The United States is again receiving intelligence from a key ally, putting to rest, for now at least, the latest flap over Washington’s handling of sensitive information.
Britain resumed intelligence sharing with the U.S. late Thursday, saying it had received "fresh assurances" after American officials leaked key details of the investigation into the Manchester terror attack to the media.
"While we do not usually comment on information sharing arrangements, having received fresh assurances, we are now working closely with our key partners around the world including all those in the ‘Five Eyes’ intelligence alliance," said Assistant Police Commissioner Mark Rowley, Britain’s top counterterrorism officer.
The "Five Eyes" alliance is the U.S., Britain, Canada, Australia and New Zealand.
British police furious
Tensions between the U.S. and Britain, simmering since U.S. officials began leaking details like the name of the Manchester bomber just hours after the attack, came to a boil Thursday. Manchester police were reported to be furious that the New York Times published unreleased forensic photographs from the crime scene.
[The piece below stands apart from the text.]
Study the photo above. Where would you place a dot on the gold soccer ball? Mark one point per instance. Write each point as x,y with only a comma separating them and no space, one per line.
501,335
British Prime Minister Theresa May, who earlier said she intended to make clear "that intelligence that is shared between law enforcement agencies must remain secure," did just that during an encounter with U.S. President Donald Trump at Thursday’s NATO summit in Brussels, according to a spokesman.
Watch: May on Pressing Trump About Manchester Intel Leaks
And it seems the message resonated.
"My administration will get to the bottom of this," Trump said in a statement, calling the leaks "deeply troubling" and "a grave threat to our national security."
‘Initiated appropriate steps’
U.S. Attorney General Jeff Sessions also took action, saying Thursday he had "initiated appropriate steps" to take care of the problem.
Some British officials were quick to caution that despite the flare-up, there likely would be no lasting damage to what has been a strong and steady relationship between the two countries.
"When one side talks the other side listens," one official told VOA on condition of anonymity.
U.S. officials were likewise eager to condemn the leaks, emphasizing the need to assure allies the intelligence community can be trusted.
But the dispute with Britain over details of the Manchester investigation is just the latest and follows another incident that has threatened to unsettle U.S. allies.
Israel this week said it had changed its intelligence sharing protocols with the U.S. after Trump shared highly classified information with Russian diplomats during a visit to the White House two weeks ago.
"I can confirm that we did a spot repair," Israeli Defense Minister Avigdor Lieberman told Army Radio Wednesday. "What we had to clarify with our friends in the United States, we did."
But even though both Israel and Britain say their intelligence sharing relationships with the U.S. remain excellent, the incident may add to nagging doubts held by some U.S. allies since Trump took office.
"We don’t want to create a situation where other intelligence services, our allies like the Brits, like the Israelis, feel very hesitant to share intelligence and share information with us because of the fear that this information or this intel can end up on the front page of newspapers," Ali Soufan, a former FBI supervisory special agent, told VOA.
"Sharing it [the intelligence] with the Russians, an entity that’s considered hostile both to us, from an intelligence perspective, and to the country … is very damaging to the relationship," he added.
Top U.S. intelligence officials also acknowledge there is a danger.
"The release of information not only undermines confidence in our allies about our ability to maintain secure information that we share with them, it jeopardizes sources and methods that are invaluable to our ability to find out what’s going on and what those threats are," Director of National Intelligence Dan Coats told lawmakers earlier this week.
For now, there is no evidence that the leaks from the Manchester investigation or Trump’s disclosure to the Russians, have resulted in any lasting problems, although intelligence assessments have not been completed.
And despite any misgivings, U.S. allies are unlikely to bail out on long-standing intelligence relationships that have been cultivated for decades.
"We still have the most powerful intelligence agencies in the world," Soufan said. "We need our allies to work with us, but let’s be frank, they need us more than we need them. So this is going to create some frustrating feelings, but I think we will overcome that."